The Luther and Arcadia car shows are produced by Murch & Radford.

The Arcadia Round Barn was built in 1898 by William Odor and J.H. Keely. The town of Arcadia was founded in 1902 after the railroad was built to the south of the barn. A dirt road designated as State Highway 7 was built between the barn and the railroad tracks in 1914, and in 1926, the still-unpaved road became U.S. Highway 66. 

Luther was founded in 1898 on land that was part of the Kickapoo Reservation near the Deep Fork River. Founders platted the area with access to the railroad and later hosted part of the central route of the Ozark Trail, one of the precursors to Route 66. While the Turner Turnpike’s opening in the 1950s diverted visitors away from Route 66, Luther has persevered with vintage views, including Main Street’s Engels Store on the National Register of Historic Places, which now houses the Rustic Farm store. Other enduring attractions include Booker T Washington Park, which housed a premier Black high school before desegregation, and the Threatt Filling Station on the eastern border of Luther on Route 66.  

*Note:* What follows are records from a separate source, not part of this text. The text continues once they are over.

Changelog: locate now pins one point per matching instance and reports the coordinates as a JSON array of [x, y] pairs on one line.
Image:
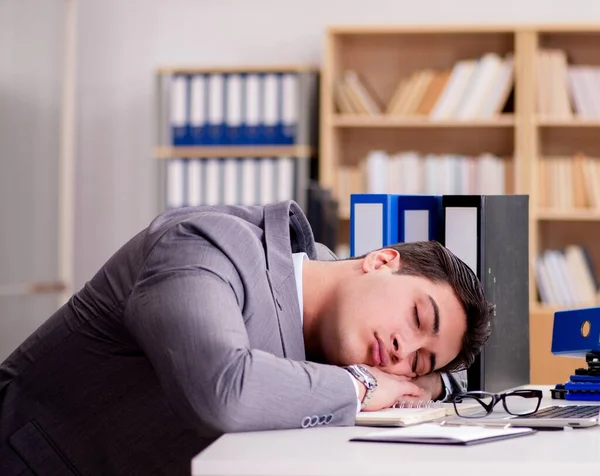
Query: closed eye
[[416, 317]]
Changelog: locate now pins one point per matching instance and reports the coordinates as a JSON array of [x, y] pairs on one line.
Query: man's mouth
[[379, 354]]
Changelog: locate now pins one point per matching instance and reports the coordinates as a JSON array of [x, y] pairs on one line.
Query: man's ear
[[386, 257]]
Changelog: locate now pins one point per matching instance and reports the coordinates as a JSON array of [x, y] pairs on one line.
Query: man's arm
[[188, 321], [441, 385]]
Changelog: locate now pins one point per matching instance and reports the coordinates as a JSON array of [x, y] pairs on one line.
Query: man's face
[[405, 325]]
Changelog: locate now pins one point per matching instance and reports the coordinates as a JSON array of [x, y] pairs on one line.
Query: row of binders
[[566, 90], [473, 88], [378, 220], [487, 232], [242, 108], [230, 181], [567, 183], [566, 277]]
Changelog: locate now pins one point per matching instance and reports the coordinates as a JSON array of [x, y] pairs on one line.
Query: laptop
[[552, 416]]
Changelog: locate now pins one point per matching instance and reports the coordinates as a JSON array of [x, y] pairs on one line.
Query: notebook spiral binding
[[418, 404]]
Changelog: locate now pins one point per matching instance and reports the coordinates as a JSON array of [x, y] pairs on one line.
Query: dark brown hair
[[433, 261]]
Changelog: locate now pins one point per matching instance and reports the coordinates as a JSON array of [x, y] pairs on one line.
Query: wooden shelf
[[233, 151], [338, 120], [276, 68], [575, 122], [568, 215]]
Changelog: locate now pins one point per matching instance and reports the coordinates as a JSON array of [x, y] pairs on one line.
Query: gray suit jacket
[[190, 330]]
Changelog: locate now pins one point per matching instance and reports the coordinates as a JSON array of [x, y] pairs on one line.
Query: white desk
[[328, 451]]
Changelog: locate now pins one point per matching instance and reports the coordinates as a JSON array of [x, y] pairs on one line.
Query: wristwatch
[[360, 373]]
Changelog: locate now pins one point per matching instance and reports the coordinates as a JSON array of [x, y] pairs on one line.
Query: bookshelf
[[537, 121], [237, 134]]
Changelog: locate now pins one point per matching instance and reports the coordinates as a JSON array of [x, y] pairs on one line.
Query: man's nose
[[400, 349]]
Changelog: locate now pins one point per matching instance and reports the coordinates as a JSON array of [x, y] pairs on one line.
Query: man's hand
[[390, 388], [432, 385]]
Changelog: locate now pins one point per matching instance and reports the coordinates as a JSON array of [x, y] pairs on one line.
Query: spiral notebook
[[407, 416], [433, 434]]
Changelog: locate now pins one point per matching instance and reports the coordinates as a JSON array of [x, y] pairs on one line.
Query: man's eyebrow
[[436, 316]]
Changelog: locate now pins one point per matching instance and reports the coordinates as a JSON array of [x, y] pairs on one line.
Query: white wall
[[123, 41], [30, 88]]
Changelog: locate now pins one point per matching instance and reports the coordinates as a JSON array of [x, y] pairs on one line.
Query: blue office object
[[419, 218], [180, 110], [576, 332], [373, 222]]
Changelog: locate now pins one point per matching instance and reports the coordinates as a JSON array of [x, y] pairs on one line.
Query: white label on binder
[[416, 225], [248, 181], [179, 101], [267, 180], [175, 183], [461, 234], [230, 181], [215, 94], [198, 105], [252, 99], [368, 227], [213, 181], [194, 182], [270, 112], [285, 178], [289, 85], [234, 100]]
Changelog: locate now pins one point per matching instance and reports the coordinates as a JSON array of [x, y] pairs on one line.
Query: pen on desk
[[481, 424]]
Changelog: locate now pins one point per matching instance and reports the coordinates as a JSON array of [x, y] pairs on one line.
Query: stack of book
[[474, 88], [237, 136], [566, 277], [412, 173], [567, 183], [564, 90]]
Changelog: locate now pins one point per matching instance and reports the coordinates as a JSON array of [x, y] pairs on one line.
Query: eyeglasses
[[478, 404]]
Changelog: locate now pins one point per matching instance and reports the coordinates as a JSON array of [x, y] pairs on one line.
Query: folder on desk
[[419, 217], [490, 234], [576, 332], [373, 222], [430, 433]]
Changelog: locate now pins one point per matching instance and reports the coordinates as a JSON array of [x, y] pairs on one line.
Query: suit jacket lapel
[[280, 245]]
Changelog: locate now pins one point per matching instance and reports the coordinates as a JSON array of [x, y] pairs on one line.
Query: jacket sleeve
[[189, 323]]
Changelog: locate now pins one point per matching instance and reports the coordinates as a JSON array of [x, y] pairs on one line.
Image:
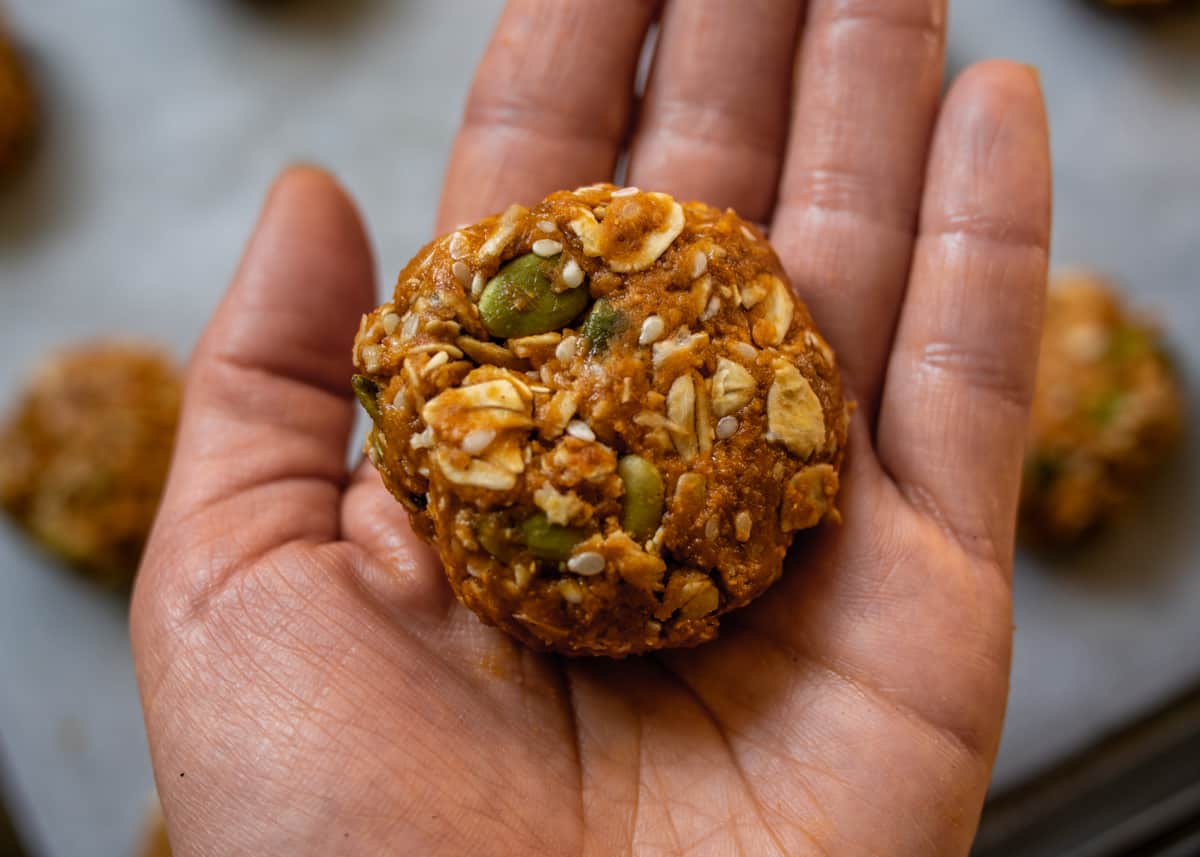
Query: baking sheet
[[167, 120]]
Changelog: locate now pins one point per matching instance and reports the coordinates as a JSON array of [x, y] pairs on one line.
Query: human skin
[[310, 683]]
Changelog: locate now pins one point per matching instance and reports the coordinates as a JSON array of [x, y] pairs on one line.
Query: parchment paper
[[168, 119]]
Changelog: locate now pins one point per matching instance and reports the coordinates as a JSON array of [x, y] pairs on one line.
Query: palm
[[311, 684]]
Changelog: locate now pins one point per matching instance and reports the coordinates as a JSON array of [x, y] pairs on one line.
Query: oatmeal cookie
[[610, 414], [84, 456], [1105, 411], [18, 114]]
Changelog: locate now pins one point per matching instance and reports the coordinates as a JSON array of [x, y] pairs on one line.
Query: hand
[[312, 687]]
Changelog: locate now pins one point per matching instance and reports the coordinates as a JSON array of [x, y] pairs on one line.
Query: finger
[[268, 407], [373, 519], [952, 425], [714, 123], [868, 93], [550, 105]]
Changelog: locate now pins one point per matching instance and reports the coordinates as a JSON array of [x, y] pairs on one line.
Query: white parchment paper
[[168, 119]]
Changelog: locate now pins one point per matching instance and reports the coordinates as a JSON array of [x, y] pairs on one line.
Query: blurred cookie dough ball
[[1139, 4], [84, 454], [18, 113], [154, 841], [1105, 412]]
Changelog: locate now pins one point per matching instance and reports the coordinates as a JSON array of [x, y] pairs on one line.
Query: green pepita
[[369, 395], [643, 496], [496, 538], [603, 323], [520, 300], [549, 540]]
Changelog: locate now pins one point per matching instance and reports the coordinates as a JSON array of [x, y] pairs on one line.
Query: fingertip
[[990, 163], [1007, 79]]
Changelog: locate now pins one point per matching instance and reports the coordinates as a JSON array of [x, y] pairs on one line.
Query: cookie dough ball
[[607, 412], [18, 117], [1105, 411], [84, 456]]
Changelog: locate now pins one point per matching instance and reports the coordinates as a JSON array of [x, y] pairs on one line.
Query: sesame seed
[[438, 359], [581, 430], [573, 275], [372, 355], [742, 526], [652, 330], [546, 247], [423, 439], [567, 348], [570, 592], [586, 564], [478, 441]]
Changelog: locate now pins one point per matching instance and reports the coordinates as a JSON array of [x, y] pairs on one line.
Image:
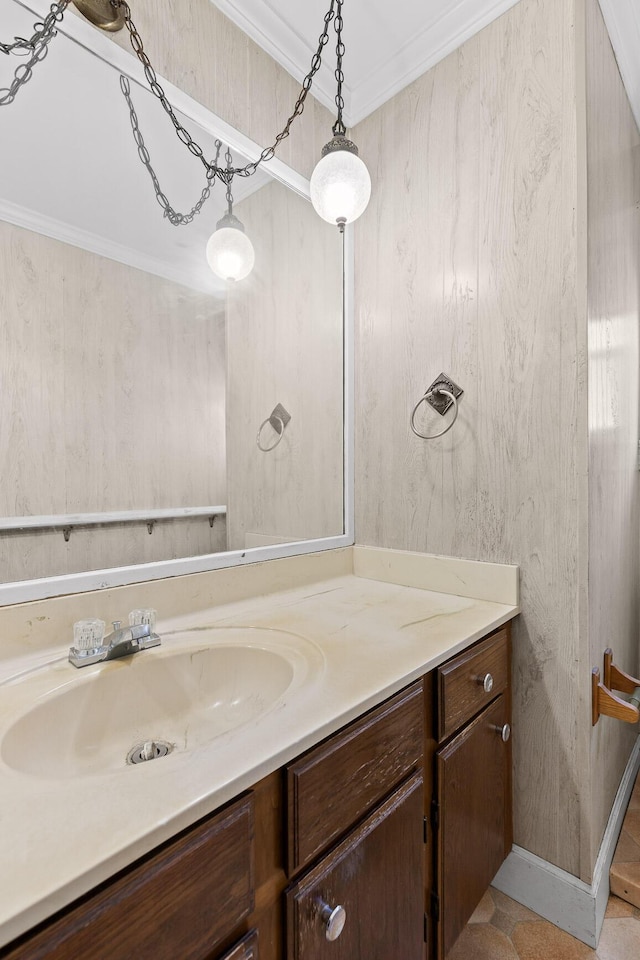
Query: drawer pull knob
[[334, 920], [504, 731], [486, 682]]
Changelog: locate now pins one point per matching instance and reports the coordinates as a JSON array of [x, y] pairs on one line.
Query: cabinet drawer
[[461, 693], [335, 784], [181, 902], [247, 949], [376, 876]]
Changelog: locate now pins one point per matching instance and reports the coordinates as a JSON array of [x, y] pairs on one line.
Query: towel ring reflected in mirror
[[442, 407], [280, 433]]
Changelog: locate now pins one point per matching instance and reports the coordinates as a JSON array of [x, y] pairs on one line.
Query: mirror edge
[[24, 591]]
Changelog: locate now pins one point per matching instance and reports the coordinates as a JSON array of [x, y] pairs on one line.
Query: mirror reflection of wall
[[132, 379]]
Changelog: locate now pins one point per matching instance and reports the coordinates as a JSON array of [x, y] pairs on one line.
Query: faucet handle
[[146, 615], [88, 642], [88, 635]]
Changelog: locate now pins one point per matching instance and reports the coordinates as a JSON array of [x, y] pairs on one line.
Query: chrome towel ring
[[280, 433], [441, 395], [278, 418]]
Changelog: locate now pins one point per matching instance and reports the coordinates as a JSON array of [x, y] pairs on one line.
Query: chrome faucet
[[125, 640], [94, 647]]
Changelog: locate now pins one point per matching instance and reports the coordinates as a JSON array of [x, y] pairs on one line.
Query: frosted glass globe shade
[[230, 253], [340, 187]]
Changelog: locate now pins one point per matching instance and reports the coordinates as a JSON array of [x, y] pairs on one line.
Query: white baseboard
[[560, 897]]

Visitors of the Luther Car Show will take note of a new project of the Luther Historical Society to build a Plaza and Veterans Memorial on Main Street.

Each town is located east of Oklahoma City along the historic stretch of Route 66. An ongoing widening project between the towns will bolster safety while maintaining much of the picturesque landscape. The Oklahoma Department of Transportation project is expected to be complete long before the Route 66 Centennial in 2026, where events like car shows, tours, festivals, and more are being planned to welcome visitors who come for a taste of nostalgic America.